Somos una Iglesia que se siente constantemente acompañada por el magisterio del Santo Padre Francisco y animada por su testimonio apostólico. Le estamos agradecidos también por la particular atención que manifiesta a través de sus visitas pastorales: el sábado próximo estará es Milán, el 2 de abril en Carpi, el 27 de mayo en Génova.
Personalmente, le agradezco también por la confianza que ha mostrado con la prórroga a mi presidencia, hasta llegar a la próxima Asamblea General, que estará llamada a elegir la terna relativa al nombramiento del nuevo Presidente. Preparémonos con una más intensa oración al Espíritu Santo, para que ilumine nuestros corazones: presidir nuestra Conferencia es ciertamente una tarea, pero es ante todo una gracia. Requiere la humildad que no se complace, sino que sirve y hace capaces de escuchar verdaderamente a los Hermanos, en el signo de la estima sincera y de la recíproca confianza, para intentar síntesis claras y elevadas. Por eso, quien preside no necesita tener un programa propio, sino −con espíritu de cordial obediencia− acoge prontamente las indicaciones del Papa, Primado de Italia, y, junto a los Hermanos y a la vida de las Comunidades, las lleva a cabo lo mejor posible para nuestras Iglesias. Sabiendo también que, cuanto más viva y vital es la Comunidad cristiana, más será fermento benéfico para la sociedad entera. A la humildad y a la obediencia se acompaña la discreción. Que no busca ser centro de atención, aunque lo acepte cuando se impone por deber, y no se exhibe lo que el cargo le da en términos de conocimientos y relaciones. La inclusión en la Presidencia, además, es una ayuda formidable, junto a la Secretaría general y a las Oficinas de la CEI: en su complejo, esta estructura providencial anima y sostiene.

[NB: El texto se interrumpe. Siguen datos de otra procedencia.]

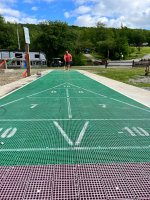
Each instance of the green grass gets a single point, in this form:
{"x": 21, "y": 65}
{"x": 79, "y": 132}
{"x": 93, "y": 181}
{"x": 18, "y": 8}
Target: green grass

Al Papa renovamos, pues, nuestra disponibilidad y nuestro cariño. Como ya la semana pasada, con ocasión del cuarto aniversario de su elección, como Pastores de nuestras Diócesis, le renovamos nuestra sincera gratitud: por haber puesto en el centro de su pontificado esa Misericordia que viene a nuestro encuentro en el rostro de Jesucristo; por su ejemplo, hecho de sencillez y cercanía; por sus incansables exhortaciones a no dejarnos arrastrar por una cultura de la indiferencia, sino a vivir una proximidad animada por confianza y esperanza; por su incesante petición de oración, instrumento de bendición y de beneficio espiritual para todos.
Ya hemos llegado a la mitad del camino cuaresmal. Según las exhortaciones del Santo Padre, en nuestras Diócesis pretendemos vivirlo como tiempo fuerte para «no contentarnos con una vida mediocre», sino a «volver a Dios ‘con todo el corazón’ (Jl 2,12)», y «crecer en la amistad con el Señor». Queremos llegar a la Pascua y dejarnos aferrar por la mano estigmatizada del Señor resucitado, para vivir una fidelidad radical y, por tanto, misionera. Esta es la senda para descubrir la correcta relación con las personas, hasta «captar el otro como un don». Es una fraternidad concreta, que se manifiesta también con la participación en las Campañas de Cuaresma que muchos organismos eclesiales −comenzando por nuestros Centros Misioneros diocesanos− promueven para «hacer crecer la cultura del encuentro en la única familia humana» (Francisco, Mensaje para la Cuaresma 2017).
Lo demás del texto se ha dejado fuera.